Tuesday, April 22, 2025

Cash Kept from Charities: Deception of the Church of Latter-day Saints

    A former member of the Church of Jesus Christ of Latter-day Saints (known commonly as Mormons) decided to come out with a claim that stated the organization misrepresented how they used tithing funds, or religiously obligatory member donations. Because James Huntsman had donated millions of dollars to the organization, he was disappointed to find out they were not going to charitable causes, and made claims that the funds were being used on material items at shopping centers and for a life insurance company that was close with the church. He was especially angered because of how the church allegedly reassured its members that the funds were only being used toward morally upright and important causes in the community, that align with Christian values and were his duty to give to.
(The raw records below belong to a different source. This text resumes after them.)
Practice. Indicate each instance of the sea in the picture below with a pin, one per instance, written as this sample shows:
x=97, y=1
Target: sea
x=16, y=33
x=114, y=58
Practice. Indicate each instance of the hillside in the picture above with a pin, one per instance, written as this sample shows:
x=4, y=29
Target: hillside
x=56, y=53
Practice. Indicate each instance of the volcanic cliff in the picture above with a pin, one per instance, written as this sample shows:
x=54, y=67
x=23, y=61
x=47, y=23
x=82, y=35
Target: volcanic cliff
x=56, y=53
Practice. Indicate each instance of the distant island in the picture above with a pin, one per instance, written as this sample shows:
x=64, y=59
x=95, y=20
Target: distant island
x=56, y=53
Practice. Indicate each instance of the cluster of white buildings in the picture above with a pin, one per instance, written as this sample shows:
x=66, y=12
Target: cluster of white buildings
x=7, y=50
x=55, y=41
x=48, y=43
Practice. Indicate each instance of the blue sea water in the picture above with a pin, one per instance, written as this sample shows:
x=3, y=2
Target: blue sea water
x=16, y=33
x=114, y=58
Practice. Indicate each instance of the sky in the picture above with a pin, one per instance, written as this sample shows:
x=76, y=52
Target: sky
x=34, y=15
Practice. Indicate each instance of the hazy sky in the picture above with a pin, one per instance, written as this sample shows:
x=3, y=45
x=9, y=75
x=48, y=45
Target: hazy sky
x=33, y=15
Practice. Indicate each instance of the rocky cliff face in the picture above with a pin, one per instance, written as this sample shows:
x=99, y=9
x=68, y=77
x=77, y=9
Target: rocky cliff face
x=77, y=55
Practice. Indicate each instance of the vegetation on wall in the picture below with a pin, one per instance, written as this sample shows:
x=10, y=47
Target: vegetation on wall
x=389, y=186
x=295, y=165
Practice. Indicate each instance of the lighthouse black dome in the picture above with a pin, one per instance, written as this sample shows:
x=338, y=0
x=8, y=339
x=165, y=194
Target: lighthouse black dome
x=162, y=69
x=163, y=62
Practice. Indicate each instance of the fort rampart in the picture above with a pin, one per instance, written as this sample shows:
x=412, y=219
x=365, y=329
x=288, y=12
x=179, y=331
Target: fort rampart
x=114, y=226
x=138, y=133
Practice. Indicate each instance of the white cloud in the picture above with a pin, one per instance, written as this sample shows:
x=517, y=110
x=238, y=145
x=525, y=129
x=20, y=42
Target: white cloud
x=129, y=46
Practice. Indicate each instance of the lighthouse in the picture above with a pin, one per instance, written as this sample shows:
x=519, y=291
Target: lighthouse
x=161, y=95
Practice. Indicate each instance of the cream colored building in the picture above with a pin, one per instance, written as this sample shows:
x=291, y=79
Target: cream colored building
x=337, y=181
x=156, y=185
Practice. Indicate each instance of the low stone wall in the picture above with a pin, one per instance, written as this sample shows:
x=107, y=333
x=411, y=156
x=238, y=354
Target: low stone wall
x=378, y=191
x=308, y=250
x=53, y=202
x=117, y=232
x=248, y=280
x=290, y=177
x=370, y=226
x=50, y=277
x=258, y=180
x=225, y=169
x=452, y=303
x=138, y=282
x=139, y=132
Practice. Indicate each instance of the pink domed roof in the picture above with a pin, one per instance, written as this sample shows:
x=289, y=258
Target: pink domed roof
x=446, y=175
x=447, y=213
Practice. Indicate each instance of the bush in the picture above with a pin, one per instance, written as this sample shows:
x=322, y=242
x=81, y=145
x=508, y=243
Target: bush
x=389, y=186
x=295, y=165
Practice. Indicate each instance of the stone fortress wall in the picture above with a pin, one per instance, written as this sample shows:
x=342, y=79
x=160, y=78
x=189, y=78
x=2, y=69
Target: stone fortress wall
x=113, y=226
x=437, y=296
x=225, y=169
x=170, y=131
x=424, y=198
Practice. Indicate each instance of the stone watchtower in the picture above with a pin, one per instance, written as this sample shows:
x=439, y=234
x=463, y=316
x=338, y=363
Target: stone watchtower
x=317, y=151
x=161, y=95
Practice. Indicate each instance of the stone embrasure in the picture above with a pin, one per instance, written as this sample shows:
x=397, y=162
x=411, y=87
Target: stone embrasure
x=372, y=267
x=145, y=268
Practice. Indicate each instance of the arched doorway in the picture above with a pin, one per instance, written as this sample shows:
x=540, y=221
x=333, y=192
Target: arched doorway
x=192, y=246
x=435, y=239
These reassurances were delivered through sermons, official statements, and internal communications, claiming a divine purpose behind each donation. Members were led to believe their contributions would fund humanitarian aid, disaster relief, educational initiatives, etc. The betrayal felt especially heavy for donors like Huntsman, who viewed his financial support as a sacred act of devotion. Because of the perceived deception of the Church of Latter-day Saints, Huntsman sued them and the issue was raised to the Supreme Court level, where he is currently trying the church for fraudulent use of donations. His argument centers on the idea that the church not only mishandled the funds but did so under a false pretense, thus violating the trust of its members and misusing its religious authority for material benefit.

This case is interesting as it questions the implications of the Free Exercise Clause, and especially as it applies to the use of religious funds. If these funds were being used toward secular and non-religious reasons, could the value or sincerity behind the religion be questioned, as even its own leaders do not take it seriously? Or, does the only inherent religious value behind the act of giving a donation lie within having the loyalty and trust to make the donation itself? This debate also brings into question how far religious protections extend when money and legal obligations are involved. The Free Exercise Clause states that every human has the right to freely express their religious convictions without the interference of the government, with the exception of when peace and good order are in jeopardy. The claim that a religious organization is using tithing funds, which are being drawn out of members of the church due to appeals to their morality and religious obligations, not to mention consistently reassured as valuable and upright, is enough to prove a disruption of peace and good order. This level of deception in a long-running religious organization that has a rapport built up with its members, who trust in its convictions so deeply that some donate millions of their own dollars, is a complete violation of the Madisonian principle. In James Madison’s vision for the separation of church and state, religious institutions were to be protected from interference—but not exempt from accountability. This case puts that principle to the test in a very modern context.

A case that reminded me of this one was U.S. v Ballard, where similarly, the sincerity of a religious mailing movement that consistently collected funds from patrons was questioned for its uses and true intentions in obtaining this money. While the court ruled, in this case, that the truth of religious doctrines could not be evaluated, religious leaders could be evaluated for whether or not they sincerely believed what they preached (with the right evidence). Therefore, deception is not blindly accepted under the guides of religion, despite governmental neutrality to unconventional religious beliefs in general. So, under this precedent, if Huntsman has evidence against the Church of Latter-day Saints that supports his initial claim, the sincerity of the religious movement, and therefore the presence of fraudulent behavior, can be evaluated. 

The broader implication is that if the court rules in Huntsman’s favor, it may signal a shift in how religious organizations are legally expected to manage the use of their donations, especially those whose members are being reassured that they are going to a certain moral or religious cause. It could lead to greater financial scrutiny of religious institutions and raise overall expectations for transparency within these institutions, which were not being closely monitored enough in their actions before despite holding the trust of many faithful members. This could create more room for eliminating insincerity and deceit within both long-standing and minority organizations, and aligns with neutrality and lack of bias if all institutions are monitored by the same standard.


2 comments:

Jack L. said...

I agree that churches should keep their promises when they ask for donations. Many states make charities share yearly money reports with the public. If Huntsman finds church records showing leaders lied about where donations went, he can use those rules to back his fraud claim. This lets courts handle real financial facts without judging anyone’s faith.

Aidan Cassidy said...

This makes a compelling argument. I agree that religious institutions should be held accountable for misleading financial practices. The Huntsman case highlights the conflict between religious freedom and institutional responsibility. Donations obtained under false moral pretenses and used for secular purposes should not be safeguarded by the Free Exercise Clause. Upholding accountability reinforces religious sincerity and legal equity, ensuring neutrality and preventing trust exploitation.